Ich bin mir ganz sicher, dass Elisabeth Baume-Schneider sehr gut versteht, weshalb sich ihre SP für eine soziale Schweiz einsetzt. Wir haben eine bürgerliche Mehrheit in der Regierung, die das anders sehen mag. Dabei ergibt es volkswirtschaftlich Sinn, die Kaufkraftverluste weiter Teile der Bevölkerung auszugleichen. Ich wundere mich, dass der bürgerliche Bundesrat das nicht begreift und nichts gegen die steigenden Mieten oder Krankenkassenprämien unternimmt.

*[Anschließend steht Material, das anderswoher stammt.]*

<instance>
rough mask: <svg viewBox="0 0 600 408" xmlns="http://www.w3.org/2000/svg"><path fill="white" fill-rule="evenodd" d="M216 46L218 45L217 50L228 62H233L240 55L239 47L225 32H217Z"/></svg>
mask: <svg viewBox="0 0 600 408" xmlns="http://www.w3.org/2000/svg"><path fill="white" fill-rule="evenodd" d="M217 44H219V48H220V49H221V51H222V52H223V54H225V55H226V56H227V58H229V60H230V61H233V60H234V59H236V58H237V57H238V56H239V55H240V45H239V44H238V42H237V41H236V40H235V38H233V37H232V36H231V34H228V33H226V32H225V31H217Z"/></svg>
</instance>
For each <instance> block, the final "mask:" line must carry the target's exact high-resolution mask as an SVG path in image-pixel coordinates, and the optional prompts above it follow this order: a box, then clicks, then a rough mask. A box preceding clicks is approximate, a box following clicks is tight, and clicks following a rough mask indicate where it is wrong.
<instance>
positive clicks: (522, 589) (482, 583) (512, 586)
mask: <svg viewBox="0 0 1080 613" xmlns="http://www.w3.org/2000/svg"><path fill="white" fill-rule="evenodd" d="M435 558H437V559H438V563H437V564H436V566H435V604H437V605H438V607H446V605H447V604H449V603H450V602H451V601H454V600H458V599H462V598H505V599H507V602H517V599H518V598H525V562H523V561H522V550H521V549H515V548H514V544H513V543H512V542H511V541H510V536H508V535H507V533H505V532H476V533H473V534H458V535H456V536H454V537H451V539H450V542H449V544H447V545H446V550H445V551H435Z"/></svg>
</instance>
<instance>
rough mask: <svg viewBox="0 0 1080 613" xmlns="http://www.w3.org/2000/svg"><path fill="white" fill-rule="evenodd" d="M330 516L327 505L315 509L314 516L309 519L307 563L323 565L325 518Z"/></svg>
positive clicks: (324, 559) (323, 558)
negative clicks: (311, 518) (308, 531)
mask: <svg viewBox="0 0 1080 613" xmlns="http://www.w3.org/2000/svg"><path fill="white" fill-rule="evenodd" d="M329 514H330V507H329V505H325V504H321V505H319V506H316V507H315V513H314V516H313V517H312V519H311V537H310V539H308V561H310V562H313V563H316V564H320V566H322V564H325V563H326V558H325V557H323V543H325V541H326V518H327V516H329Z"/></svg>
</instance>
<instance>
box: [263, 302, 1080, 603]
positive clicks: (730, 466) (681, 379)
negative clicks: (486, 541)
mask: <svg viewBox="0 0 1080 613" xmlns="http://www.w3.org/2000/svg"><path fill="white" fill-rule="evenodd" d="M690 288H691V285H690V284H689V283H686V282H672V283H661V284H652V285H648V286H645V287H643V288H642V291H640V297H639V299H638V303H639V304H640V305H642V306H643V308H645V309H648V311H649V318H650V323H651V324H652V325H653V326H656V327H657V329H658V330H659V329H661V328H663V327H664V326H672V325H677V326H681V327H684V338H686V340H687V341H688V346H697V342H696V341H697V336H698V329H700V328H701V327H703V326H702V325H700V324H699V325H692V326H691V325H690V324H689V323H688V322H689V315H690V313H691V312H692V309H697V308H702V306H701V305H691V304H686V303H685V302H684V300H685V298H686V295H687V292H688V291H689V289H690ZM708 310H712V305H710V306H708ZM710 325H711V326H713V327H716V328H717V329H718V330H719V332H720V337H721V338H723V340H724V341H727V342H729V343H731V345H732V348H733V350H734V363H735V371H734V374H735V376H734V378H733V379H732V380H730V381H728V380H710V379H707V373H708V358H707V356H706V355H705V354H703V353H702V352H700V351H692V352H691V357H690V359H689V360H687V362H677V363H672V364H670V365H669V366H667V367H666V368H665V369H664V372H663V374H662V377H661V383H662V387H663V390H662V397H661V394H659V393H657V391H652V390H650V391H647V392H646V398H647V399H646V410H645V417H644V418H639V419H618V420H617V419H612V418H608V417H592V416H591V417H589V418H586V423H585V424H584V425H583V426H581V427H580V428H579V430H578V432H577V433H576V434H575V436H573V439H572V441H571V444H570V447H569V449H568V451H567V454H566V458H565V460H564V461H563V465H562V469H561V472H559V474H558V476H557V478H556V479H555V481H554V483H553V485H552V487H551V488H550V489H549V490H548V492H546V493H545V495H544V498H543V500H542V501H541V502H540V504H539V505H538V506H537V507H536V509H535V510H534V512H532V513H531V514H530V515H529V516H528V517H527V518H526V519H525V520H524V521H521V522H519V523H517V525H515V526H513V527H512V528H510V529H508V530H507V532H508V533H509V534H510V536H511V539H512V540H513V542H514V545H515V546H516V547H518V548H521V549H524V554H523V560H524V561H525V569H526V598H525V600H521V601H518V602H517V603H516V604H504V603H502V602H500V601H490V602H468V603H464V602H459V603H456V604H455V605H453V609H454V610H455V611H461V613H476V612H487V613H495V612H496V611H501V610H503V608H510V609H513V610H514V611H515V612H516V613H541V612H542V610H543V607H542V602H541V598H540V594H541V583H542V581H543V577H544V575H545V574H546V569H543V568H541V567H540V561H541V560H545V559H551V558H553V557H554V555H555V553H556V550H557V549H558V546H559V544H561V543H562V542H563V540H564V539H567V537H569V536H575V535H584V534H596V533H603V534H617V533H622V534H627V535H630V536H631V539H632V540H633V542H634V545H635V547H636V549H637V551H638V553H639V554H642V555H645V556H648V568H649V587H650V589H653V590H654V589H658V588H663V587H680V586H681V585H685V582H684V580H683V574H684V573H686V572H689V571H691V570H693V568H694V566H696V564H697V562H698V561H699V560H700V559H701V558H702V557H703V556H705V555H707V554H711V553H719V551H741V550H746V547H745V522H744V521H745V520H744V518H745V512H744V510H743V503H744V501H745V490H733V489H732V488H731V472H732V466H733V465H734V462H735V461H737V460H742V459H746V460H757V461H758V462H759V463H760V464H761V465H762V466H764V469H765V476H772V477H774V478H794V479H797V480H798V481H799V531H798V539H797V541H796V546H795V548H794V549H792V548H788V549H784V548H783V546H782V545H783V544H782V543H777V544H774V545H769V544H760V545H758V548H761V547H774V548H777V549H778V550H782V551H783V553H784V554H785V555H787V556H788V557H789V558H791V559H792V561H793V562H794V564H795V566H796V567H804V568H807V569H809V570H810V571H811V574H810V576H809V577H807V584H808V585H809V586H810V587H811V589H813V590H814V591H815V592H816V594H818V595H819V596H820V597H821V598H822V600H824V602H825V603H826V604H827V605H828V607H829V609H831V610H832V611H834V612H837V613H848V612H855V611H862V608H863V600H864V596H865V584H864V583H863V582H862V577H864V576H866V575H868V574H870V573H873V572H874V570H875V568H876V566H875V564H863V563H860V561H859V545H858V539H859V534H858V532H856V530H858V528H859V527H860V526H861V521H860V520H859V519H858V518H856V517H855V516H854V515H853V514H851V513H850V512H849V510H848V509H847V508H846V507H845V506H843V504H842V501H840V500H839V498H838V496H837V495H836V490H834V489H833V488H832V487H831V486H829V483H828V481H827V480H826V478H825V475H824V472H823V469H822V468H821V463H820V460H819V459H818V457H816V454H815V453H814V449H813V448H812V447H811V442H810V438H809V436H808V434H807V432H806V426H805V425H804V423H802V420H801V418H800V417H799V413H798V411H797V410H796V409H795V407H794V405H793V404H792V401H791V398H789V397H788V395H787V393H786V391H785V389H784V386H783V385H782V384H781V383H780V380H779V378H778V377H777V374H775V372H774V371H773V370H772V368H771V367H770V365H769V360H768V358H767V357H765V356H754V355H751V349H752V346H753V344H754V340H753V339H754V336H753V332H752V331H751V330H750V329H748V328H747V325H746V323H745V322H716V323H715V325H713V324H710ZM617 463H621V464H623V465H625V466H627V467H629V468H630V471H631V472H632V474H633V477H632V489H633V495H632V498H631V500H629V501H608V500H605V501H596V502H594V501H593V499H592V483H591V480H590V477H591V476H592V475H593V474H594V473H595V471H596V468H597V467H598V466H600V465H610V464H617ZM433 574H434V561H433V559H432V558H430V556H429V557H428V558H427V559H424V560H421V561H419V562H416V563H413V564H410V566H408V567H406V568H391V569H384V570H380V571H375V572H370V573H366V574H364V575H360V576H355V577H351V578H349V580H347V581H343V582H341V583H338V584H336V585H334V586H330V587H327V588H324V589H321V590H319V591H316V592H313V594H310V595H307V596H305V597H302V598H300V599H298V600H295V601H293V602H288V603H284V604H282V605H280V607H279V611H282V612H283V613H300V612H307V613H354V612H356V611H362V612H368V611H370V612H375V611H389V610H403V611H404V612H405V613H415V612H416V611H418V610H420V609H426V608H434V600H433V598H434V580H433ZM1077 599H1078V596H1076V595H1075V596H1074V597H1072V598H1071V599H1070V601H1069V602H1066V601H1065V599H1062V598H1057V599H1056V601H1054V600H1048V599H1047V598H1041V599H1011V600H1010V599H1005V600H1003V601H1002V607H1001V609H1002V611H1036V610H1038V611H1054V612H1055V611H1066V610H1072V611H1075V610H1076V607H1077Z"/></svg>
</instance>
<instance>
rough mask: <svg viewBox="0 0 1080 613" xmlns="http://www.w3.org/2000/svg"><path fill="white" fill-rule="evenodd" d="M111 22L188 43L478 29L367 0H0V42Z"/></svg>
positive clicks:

Am Schluss lässt er die Leute so im Stich.

Ganz untätig sind die Bürgerlichen ja nicht. Die FDP will mit ihrer Renten-Initiative die Finanzierung der Sozialwerke sichern …

Die Renten-Initiative führt zu Rentenalter 67. Alle wissen: Wer es sich leisten kann, früher in Pension zu gehen, sind Banker und Leute aus der Versicherungsbranche. Sie werden auch künftig mit 62 sagen: «Tschüss zusammen, ich geniesse jetzt meinen Ruhestand.» Die Frau an der Migros-Kasse, der Kita-Mitarbeiter und Sie als Journalist werden länger arbeiten müssen. Hinzu kommt: Wer emotional und körperlich härter arbeitet, stirbt in der Regel früher. Mit meinem Gerechtigkeitsempfinden lässt sich das nicht vereinbaren.

Sie bestreiten die Abstimmung allein, Cédric Wermuth kehrt erst Ende Februar aus seiner Auszeit zurück. Wissen Sie, wo er gerade ist?

Ja, die ganze Familie geniesst die Auszeit sehr – deshalb verrate ich auch nicht, wo und wie man ihn erreichen kann (lacht).